Not Even Elephants          
by D.M. Grant

         “Welcome to the Stay Stuck emergency line. Please press 1, if you or someone you know has ingested one of our products. Please press 2, if you or someone you know has stuck a body part to a body part with one of our products. Please press 3, if you—” said a computerized voice on the other end of the line. I interrupted the voice by pressing 2. Yes, that's correct; I stuck a body part to another body part with a Stay Stuck product.

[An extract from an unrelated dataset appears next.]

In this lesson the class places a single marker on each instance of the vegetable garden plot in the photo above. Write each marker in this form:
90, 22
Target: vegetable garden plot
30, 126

         You see, my hand was currently glued to by butt. No, not my pants, my butt. Please don't think I'm some sick weirdo. I assure you it started out innocent enough. My daughter had brought home a letter from the teacher. I was tasked with making some decorations for the spring dance and bringing them in the next day. It didn't take a genius to know my little angel had forgotten to give me the letter. To make matters worse, I am not a crafty person. I'm bad, scary bad. Explains a lot doesn't it.
         I had been struggling for hours. Nothing was staying glued down. At some point, I gave up and headed for the store to find some miracle. Just my luck, the party store was closed. My last hope would have to be the craft department of our local value store. While in the craft department, I spotted a small display of Stay Stuck. The sign proclaimed, “Not even elephants can pull our glue apart.” I could only hope this would be my miracle.
         It was getting late, and there was still a lot to do. I went to work laying out my design and was starting to feel like I might be able to do this after all. The letters would have to be done first so they could dry. A drip started descending my paint brush and I reached for a paper towel, knocking over my paint cup. Paint splattered and ran everywhere. I snatched up everything in the path of the paint and grabbed some paper towels from the end of the table and contained most of the paint. My pants hadn't survived the ordeal.
         Taking a deep breath, I began my breathing exercises, mentally counting to ten. I started pulling my pants off, hoping to avoid getting any more paint splattered around the house. Wobbling a bit on one leg, I threw my palm down on the table to catch myself. My hand landed right on the tube of Stay Stuck.
         “Dammit!” I yelled and flopped myself down in the chair. Forgetting I had set aside the glue gun while cleaning up the paint. I jumped up and grabbed my tush in one maneuver. I knew right away there was trouble. If only I had wore my granny panties today. I tried to remove my hand from my tush. In the end, I called the number on the bottle and pressed 2.